Field
Marshal Sir William Robertson:
Chief of the Imperial General Staff in the Great War
By David R. Woodward. Westport, CT: Praeger,
1998. 248 pp.
The
career of Field Marshal Sir William Robertson was nothing short of spectacular,
not least for having been the first and only ranker to advance from private
to field marshal in the British Army. The apex of Robertson’s career
was his service as Chief of the Imperial General Staff (CIGS) from December
1915 to February 1918, a crucial period in British history when the nation
was fighting for its survival in the unparalleled conflagration of the
Great War. This fascinating book, while including initial chapters on
Robertson’s early life and career and on his January to December
1915 tour of duty as Chief of Staff of the British Expeditionary Force
(BEF) in France, focuses on Robertson’s tenure as CIGS, the controversial
issues that dominated it, and the prosecution of the war effort.
When Robertson became CIGS in December 1915, the War Office, under the
influence of the dominating Secretary of State for War, Field Marshal
Lord Kitchener, was in a “state of muddle and chaos”. Robertson
revitalized the moribund General Staff and consolidated his own authority.
Having earlier witnessed the disunity and dissension between the War Office
and the commander in the field, Robertson established a strong relationship
of mutual trust and support with General (later Field Marshal) Sir Douglas
Haig, Commander-in-Chief of the BEF, “to prevent the civilians from
undermining Britain’s commitment to the land war in France and Flanders.”

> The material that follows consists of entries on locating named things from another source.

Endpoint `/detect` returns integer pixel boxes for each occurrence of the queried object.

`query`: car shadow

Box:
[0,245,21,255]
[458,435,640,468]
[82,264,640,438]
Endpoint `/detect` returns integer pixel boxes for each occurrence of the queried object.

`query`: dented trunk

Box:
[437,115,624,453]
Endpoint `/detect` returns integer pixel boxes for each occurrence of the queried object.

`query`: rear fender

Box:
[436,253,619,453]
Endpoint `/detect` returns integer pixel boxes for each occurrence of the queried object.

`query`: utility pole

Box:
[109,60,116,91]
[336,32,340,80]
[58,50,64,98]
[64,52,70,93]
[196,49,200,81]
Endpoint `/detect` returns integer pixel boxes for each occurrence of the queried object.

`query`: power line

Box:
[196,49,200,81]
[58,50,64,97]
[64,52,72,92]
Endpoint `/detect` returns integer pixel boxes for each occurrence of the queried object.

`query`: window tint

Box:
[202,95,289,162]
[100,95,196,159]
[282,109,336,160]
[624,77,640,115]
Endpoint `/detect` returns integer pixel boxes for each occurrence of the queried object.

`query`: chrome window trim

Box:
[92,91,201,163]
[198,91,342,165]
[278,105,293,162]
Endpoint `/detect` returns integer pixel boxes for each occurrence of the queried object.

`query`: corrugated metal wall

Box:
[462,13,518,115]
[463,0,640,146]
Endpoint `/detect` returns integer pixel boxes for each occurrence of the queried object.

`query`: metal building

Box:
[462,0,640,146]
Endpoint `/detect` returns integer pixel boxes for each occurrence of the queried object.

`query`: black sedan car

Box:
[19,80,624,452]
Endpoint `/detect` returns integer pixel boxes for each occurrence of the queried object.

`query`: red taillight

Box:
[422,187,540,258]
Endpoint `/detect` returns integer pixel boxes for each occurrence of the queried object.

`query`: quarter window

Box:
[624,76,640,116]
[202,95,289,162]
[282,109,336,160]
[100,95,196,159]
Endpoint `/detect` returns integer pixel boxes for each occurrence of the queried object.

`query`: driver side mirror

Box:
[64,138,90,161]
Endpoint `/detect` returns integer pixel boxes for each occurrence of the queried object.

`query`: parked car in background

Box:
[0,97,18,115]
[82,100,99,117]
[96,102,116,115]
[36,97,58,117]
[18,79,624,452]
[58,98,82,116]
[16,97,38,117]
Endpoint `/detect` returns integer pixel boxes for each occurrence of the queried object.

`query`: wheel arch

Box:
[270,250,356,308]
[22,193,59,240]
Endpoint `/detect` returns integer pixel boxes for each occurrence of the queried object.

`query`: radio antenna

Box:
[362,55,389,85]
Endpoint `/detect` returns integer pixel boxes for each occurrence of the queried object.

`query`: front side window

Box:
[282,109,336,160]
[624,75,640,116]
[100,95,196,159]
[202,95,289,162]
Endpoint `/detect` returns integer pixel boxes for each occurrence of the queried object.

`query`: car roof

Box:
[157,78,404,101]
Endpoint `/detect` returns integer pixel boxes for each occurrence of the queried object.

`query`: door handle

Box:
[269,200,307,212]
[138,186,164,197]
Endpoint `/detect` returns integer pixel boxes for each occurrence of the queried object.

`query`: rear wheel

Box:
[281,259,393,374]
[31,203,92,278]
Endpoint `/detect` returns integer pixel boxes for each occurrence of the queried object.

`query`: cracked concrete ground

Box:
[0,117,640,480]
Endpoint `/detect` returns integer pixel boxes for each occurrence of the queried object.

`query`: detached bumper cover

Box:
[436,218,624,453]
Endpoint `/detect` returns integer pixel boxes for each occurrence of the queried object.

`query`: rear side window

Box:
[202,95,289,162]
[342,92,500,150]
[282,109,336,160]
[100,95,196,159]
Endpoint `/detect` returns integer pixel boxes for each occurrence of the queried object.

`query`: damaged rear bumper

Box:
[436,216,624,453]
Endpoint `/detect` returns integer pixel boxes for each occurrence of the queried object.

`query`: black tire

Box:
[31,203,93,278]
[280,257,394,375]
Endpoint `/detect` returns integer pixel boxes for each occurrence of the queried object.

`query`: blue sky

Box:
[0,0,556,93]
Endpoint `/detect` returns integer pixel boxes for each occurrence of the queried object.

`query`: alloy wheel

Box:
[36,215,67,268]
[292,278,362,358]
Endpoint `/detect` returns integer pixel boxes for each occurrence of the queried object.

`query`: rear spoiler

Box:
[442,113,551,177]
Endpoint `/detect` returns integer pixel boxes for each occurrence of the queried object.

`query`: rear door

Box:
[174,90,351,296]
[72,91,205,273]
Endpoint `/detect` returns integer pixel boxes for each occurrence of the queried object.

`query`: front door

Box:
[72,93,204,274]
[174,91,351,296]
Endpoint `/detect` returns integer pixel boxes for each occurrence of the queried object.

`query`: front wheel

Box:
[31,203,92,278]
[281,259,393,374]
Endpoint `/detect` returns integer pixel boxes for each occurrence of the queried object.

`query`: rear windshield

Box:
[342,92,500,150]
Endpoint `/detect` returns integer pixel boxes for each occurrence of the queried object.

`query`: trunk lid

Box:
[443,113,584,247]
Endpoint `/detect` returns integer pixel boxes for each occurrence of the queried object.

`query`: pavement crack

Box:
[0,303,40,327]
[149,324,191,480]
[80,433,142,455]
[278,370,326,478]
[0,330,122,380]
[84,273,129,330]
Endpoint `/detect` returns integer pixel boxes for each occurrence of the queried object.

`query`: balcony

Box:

Indeed, Robertson’s strategy, that Germany could be defeated decisively
only on the Western Front and that all other “peripheral”
operations only detracted from this objective, remained constant throughout
his tenure as CIGS.
Robertson welcomed the fall of the indecisive Asquith government in December
1916. The CIGS was soon at odds with new Prime Minister David Lloyd George
over his policy “of hoarding British infantry and delaying an all-out
British offensive against the formidable German defences in the west until
Britain’s allies had exhausted Germany’s reserves.”
By concentrating on the war in the west and opposing peripheral operations,
Robertson found himself increasingly isolated at the inner councils of
war. The devious and disingenuous Prime Minister slowly chipped away at
Robertson’s authority and tried to subordinate him to the Supreme
War Council. This internecine struggle culminated in February 1918 with
the principled Robertson refusing to compromise any longer and forfeiting
his position as CIGS in the process.
Author David R. Woodward, professor of history at Marshall University,
has been studying the First World War for three decades. He has conducted
extensive research in primary source manuscript collections of the leading
protagonists; in Cabinet, Foreign, and War Office files of memoranda,
meeting minutes, and others; and in secondary source material. The depth
of research is revealed by the extensive and illuminating endnotes that
follow each chapter. The result is a masterful reconstruction of Robertson’s
tenure as CIGS and an insightful analysis.
Woodward’s volume is impeccably researched with a fast-paced and
riveting narrative. As a study in civil-military relations, in the policies
and politics of the higher direction of war, and of generalship under
adversity, this study is wholeheartedly recommended.